According to linguists, the first Afro-Asiatic-speaking populations arrived in the region during the ensuing Neolithic period from the family's proposed urheimat ("original homeland") in the Nile Valley, or the Near East. Other scholars propose that the Afro-Asiatic family developed in situ in the Horn, with its speakers subsequently dispersing from there.
The Laas Geel complex on the outskirts of Hargeisa in northwestern Somalia dates back around 5,000 years, and has rock art depicting both wild animals and decorated cows. Other cave paintings are found in the northern Dhambalin region, which feature one of the earliest known depictions of a hunter on horseback. The rock art is in the distinctive Ethiopian-Arabian style, dated to 1000 to 3000 BCE. Additionally, between the towns of Las Khorey and El Ayo in northern Somalia lies Karinhegane, the site of numerous cave paintings of real and mythical animals. Each painting has an inscription below it, which collectively have been estimated to be around 2,500 years old.
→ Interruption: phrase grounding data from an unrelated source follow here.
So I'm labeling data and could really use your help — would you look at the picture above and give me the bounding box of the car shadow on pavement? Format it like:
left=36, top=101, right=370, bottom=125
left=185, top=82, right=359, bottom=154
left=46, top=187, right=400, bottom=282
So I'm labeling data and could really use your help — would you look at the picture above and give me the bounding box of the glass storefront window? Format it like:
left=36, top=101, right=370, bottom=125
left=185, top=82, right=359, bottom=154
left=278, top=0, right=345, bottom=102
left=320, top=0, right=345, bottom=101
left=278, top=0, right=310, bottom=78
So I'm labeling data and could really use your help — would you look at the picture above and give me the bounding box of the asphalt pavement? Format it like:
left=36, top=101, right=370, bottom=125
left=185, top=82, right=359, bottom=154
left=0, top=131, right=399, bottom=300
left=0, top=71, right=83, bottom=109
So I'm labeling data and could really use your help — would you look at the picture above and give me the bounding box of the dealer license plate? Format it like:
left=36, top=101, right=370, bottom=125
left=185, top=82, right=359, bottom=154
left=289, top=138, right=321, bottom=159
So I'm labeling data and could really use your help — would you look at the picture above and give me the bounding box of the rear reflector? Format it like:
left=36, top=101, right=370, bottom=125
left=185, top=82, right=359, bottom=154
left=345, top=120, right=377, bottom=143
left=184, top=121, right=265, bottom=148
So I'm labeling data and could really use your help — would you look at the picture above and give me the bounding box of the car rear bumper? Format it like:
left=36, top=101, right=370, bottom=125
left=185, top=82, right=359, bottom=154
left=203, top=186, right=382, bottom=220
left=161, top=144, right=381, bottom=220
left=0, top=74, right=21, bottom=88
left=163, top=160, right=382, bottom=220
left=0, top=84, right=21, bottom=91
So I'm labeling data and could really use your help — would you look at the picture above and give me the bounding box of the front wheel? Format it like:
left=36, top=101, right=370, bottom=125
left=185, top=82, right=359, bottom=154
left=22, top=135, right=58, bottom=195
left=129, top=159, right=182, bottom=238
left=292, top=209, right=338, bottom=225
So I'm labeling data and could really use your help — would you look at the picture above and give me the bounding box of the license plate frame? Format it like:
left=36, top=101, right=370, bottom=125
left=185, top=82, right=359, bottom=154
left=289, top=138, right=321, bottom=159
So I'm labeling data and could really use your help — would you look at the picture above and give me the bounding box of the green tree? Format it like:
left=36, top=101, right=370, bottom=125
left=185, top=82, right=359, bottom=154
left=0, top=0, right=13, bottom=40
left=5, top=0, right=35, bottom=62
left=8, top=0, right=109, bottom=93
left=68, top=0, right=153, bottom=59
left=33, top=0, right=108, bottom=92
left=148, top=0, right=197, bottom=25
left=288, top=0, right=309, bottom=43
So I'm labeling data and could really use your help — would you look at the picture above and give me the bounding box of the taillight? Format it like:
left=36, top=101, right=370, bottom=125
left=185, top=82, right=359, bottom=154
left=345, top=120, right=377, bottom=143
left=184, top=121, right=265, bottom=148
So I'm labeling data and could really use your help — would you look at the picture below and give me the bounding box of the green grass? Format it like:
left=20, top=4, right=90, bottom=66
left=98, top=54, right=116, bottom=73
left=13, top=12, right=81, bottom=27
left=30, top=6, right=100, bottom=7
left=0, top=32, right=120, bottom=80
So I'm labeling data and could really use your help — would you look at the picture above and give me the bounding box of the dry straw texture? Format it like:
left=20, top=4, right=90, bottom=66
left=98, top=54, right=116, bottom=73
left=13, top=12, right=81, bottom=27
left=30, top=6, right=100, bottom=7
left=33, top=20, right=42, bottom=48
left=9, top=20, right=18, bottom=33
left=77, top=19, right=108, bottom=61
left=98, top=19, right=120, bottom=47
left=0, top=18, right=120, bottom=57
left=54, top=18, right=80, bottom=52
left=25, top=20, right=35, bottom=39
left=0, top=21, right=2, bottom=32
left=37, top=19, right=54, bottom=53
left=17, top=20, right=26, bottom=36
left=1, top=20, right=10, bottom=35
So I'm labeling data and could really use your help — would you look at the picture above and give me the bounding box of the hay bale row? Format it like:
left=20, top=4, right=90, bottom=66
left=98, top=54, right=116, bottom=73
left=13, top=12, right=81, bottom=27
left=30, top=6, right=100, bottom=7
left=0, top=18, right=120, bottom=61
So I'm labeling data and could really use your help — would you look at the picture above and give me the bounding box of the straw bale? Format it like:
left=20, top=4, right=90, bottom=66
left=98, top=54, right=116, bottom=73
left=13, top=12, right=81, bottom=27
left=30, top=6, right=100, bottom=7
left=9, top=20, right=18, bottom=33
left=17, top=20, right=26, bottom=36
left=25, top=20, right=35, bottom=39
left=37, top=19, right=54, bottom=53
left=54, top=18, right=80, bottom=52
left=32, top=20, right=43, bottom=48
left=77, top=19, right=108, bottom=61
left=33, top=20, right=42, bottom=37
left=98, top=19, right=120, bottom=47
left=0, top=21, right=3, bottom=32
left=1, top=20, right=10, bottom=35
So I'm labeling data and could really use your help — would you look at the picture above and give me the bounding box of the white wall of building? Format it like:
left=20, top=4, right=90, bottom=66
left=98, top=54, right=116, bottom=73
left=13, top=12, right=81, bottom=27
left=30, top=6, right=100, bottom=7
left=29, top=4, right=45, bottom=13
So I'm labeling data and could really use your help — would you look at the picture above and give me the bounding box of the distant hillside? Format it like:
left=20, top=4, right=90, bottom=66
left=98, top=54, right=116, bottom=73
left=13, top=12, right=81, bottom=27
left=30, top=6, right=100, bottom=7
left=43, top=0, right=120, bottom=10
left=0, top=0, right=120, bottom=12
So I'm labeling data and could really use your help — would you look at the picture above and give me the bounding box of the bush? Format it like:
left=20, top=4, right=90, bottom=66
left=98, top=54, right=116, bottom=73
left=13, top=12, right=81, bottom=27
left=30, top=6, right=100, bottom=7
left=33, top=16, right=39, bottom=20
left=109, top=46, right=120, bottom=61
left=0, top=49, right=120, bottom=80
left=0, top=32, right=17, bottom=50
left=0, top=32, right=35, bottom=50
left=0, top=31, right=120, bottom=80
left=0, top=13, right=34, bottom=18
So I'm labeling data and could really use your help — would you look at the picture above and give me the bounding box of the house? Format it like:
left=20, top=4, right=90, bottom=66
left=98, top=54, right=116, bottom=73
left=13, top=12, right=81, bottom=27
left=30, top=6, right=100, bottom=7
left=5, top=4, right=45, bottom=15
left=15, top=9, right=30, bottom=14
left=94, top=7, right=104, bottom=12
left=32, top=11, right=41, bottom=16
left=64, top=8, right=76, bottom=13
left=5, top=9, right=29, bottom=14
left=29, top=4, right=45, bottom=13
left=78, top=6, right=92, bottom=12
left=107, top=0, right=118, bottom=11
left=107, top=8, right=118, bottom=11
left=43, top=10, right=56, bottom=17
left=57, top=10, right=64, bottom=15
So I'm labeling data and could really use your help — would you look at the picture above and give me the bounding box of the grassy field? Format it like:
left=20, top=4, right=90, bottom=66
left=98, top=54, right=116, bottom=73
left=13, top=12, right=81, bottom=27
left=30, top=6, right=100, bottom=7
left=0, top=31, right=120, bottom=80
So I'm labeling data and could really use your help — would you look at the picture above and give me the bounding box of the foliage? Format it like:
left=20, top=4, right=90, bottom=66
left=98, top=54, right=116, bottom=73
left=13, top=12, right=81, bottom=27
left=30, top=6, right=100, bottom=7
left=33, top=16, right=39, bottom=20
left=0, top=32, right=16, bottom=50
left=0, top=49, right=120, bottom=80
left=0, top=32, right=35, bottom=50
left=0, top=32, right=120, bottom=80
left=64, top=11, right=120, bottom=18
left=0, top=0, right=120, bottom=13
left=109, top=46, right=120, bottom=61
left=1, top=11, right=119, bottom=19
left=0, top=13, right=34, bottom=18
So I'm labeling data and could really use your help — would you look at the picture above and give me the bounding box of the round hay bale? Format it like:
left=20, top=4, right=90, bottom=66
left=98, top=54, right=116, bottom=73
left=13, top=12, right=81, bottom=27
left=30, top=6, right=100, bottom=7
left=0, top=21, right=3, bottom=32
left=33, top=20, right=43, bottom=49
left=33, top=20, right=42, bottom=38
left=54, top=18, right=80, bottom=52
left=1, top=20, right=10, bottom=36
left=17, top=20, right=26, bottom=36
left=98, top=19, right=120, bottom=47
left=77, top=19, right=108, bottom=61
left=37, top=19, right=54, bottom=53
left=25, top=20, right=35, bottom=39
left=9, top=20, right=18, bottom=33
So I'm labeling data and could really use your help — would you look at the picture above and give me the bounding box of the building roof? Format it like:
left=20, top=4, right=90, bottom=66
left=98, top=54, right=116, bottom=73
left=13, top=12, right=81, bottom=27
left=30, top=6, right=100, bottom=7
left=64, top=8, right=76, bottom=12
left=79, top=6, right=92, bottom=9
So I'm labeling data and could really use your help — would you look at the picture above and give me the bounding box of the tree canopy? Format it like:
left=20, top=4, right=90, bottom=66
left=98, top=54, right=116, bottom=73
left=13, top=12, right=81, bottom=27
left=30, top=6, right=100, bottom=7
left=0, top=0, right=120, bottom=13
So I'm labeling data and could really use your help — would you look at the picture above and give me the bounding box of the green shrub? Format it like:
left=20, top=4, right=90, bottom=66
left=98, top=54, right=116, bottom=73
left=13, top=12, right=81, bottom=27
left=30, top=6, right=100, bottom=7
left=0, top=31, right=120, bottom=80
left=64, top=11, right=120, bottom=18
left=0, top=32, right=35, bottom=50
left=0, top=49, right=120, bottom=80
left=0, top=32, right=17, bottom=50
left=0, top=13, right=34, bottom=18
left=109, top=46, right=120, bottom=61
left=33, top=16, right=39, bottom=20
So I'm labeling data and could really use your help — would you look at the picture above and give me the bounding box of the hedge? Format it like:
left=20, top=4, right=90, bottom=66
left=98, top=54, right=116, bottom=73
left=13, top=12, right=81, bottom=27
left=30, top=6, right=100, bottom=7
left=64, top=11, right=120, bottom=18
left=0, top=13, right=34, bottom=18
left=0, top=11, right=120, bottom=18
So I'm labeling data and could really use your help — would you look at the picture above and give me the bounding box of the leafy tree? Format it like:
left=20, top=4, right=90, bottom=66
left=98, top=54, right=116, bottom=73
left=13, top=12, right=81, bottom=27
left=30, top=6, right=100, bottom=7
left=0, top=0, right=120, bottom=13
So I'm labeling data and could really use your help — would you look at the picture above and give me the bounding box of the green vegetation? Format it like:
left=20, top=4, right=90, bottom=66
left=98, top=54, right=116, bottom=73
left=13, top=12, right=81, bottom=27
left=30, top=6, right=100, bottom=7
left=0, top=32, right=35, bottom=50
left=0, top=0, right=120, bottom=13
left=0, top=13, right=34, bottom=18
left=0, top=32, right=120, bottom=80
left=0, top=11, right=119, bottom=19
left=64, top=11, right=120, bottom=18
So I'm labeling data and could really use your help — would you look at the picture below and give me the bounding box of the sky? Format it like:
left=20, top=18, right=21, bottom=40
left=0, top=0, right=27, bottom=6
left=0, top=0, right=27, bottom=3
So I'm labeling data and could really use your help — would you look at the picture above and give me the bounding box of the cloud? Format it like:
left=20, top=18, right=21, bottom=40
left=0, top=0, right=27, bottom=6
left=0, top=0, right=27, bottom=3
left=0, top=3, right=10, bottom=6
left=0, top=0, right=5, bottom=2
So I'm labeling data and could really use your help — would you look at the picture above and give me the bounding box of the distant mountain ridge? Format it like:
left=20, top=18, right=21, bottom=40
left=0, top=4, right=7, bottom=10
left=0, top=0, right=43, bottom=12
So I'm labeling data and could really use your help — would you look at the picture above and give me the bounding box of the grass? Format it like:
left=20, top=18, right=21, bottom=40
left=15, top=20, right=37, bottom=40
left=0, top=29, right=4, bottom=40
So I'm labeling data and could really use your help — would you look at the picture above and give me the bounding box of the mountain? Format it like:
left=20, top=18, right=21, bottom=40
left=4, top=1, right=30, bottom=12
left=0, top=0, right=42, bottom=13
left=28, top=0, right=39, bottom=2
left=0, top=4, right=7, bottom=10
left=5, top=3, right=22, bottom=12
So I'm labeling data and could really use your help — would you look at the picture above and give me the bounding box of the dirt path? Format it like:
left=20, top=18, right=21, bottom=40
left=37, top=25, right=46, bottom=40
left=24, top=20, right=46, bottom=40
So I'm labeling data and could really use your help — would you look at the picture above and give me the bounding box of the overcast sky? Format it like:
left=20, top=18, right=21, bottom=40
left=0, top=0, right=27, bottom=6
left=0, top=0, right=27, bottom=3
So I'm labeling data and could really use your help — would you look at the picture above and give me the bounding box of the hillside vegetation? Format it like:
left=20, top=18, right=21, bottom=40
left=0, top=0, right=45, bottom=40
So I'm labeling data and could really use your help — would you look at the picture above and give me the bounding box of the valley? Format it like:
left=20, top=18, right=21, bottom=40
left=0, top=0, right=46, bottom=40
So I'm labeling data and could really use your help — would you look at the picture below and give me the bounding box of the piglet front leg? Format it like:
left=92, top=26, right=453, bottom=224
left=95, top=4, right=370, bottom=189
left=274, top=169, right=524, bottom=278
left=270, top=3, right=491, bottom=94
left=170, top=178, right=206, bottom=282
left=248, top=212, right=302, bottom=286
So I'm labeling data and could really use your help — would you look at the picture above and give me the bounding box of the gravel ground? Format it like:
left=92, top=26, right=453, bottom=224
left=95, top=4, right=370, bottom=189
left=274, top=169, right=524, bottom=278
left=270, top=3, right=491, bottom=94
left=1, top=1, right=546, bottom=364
The region that today encompasses Somaliland was home to one of the earliest civilizations in Somalia. The most salient feature of this ancient civilization is thought to be the Laas Geel Neolithic cave paintings, which are among the oldest such rock art in Africa. These cave paintings are located in a site outside Hargeisa, the capital of the Somaliland region, and were untouched and intact for nearly 10,000 years until their recent discovery. The paintings show an indigenous people worshiping cattle. There are also paintings of giraffes, domesticated canines and wild antelopes, with images of cows wearing ceremonial robes while next to them are some of these people prostrating in front of the cattle. The Las Geel caves and their paintings have become a major tourist attraction and a national treasure. The caves were even visited by a French archaeological team during November and December 2002.